Directed by Michael Patrick Jann; Starring Kristen Dunst, Denise Richards, Kirstie Alley, Ellen Barkin, Allison Janney, Brittany Murphy, Michael McShane, Mindy Sterling, Shannon Nelson, and William Sasso

I must admit that I was expecting very little from this mockumentary. The trailers for it left it looking terribly unappealing and the cast were of those who have made many mistakes in their careers recently. So saying that Drop Dead Gorgeous simply surprised me would be an understatement. Often hilarious, the film delivers some of the biggest laughs since Election.

The film is the fake documentary on a beauty pageant in a small town that causes all kinds of havoc ranging from the large war between contestants to the multitude of problems found in the judges. The main two contestants are Rebecca (Richards) and Amber (Dunst). Rebecca seems to be the front runner thanks to the fact that the pageant is being run by her mother and previous winner Gladys (Alley), though easily the most hated by those that know her. Amber is the opposite as she is likable and has more aspirations than Rebecca: she yearns to become a Diane Sawyer for her generation.

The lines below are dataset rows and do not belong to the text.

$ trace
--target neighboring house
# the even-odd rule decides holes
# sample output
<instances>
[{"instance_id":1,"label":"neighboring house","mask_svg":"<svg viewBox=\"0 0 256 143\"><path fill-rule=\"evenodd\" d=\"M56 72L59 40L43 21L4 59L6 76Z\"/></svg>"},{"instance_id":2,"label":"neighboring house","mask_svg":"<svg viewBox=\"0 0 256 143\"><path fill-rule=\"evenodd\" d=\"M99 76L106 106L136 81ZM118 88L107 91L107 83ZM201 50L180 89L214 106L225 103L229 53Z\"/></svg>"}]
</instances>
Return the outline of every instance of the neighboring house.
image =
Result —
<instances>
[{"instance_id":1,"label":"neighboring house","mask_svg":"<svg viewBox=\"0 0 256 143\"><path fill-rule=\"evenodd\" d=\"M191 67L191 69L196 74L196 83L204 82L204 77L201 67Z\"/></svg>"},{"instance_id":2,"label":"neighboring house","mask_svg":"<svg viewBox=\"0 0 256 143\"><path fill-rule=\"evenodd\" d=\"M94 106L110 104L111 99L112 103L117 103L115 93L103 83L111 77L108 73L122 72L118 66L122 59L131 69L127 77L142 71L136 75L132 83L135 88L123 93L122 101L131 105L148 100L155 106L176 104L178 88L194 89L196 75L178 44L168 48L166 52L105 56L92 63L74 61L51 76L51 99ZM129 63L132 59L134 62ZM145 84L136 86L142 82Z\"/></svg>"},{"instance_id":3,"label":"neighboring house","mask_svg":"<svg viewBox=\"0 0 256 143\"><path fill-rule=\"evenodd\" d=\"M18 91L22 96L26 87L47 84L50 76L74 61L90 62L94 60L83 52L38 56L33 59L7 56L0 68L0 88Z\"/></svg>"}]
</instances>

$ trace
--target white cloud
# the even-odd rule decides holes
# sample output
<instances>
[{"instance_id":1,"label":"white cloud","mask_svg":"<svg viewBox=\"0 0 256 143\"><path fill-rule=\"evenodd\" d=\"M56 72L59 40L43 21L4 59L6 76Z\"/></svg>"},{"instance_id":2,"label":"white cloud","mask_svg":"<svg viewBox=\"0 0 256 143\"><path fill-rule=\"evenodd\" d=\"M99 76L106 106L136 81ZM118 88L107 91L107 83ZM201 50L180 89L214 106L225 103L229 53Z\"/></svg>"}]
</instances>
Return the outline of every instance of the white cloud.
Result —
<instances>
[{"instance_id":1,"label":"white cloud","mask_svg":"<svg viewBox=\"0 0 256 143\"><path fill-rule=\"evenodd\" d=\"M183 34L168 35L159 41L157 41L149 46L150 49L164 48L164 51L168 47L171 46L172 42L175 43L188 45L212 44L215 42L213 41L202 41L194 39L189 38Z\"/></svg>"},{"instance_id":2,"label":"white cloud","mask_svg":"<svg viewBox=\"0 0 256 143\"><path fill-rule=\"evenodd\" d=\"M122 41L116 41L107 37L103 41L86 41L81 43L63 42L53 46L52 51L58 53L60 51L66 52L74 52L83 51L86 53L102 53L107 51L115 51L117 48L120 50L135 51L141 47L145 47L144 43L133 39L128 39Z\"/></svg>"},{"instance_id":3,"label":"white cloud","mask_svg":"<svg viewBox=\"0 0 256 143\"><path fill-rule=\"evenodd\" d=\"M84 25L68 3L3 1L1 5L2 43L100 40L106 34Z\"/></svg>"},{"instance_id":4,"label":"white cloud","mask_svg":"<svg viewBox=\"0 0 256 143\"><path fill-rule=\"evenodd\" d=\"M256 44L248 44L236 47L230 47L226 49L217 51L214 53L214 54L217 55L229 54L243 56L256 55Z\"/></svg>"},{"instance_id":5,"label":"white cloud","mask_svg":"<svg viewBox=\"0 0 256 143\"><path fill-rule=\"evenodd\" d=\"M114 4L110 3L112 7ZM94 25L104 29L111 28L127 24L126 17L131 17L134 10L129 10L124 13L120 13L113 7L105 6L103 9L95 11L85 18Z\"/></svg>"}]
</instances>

The film is full of off-beat characters ranging from Amber’s bar-can handed mother (Barkin) to the peppy girl who sees herself unable to meet the expectations of her parents after her brother goes on Broadway (Murphy) to the highly devout and straight laced assistant of Alley’s (Sterling). All of the performances seem to work with the exception of Kirstie Alley (though all the accents seem quite off). I even found Barkin somewhat enjoyable in this (that is quite an achievement). The film is very mean spirited and very macabre at times. The fact that it has a song and dance number involving a anorexic ex-queen being wheeled around in a wheelchair by a nurse and lip-synching to a song should say just how far this film will go (that scene is easily the funniest in the film). The humor is biting and very politically incorrect posing Lutherans as gun freaks and women as stereotypes (the fact that it is written by a woman quite surprised me). I must admit that the type of humor here was in the vain of, say, Election and Rushmore with a bit of There’s Something About Mary and will probably offend most of the country (though it seems that South Park failed to offend anyone beyond Winona Rider, so who knows?). As cruel and mean and just plain evil as Drop Dead Gorgeous was, I still liked it and actually intend on seeing it again.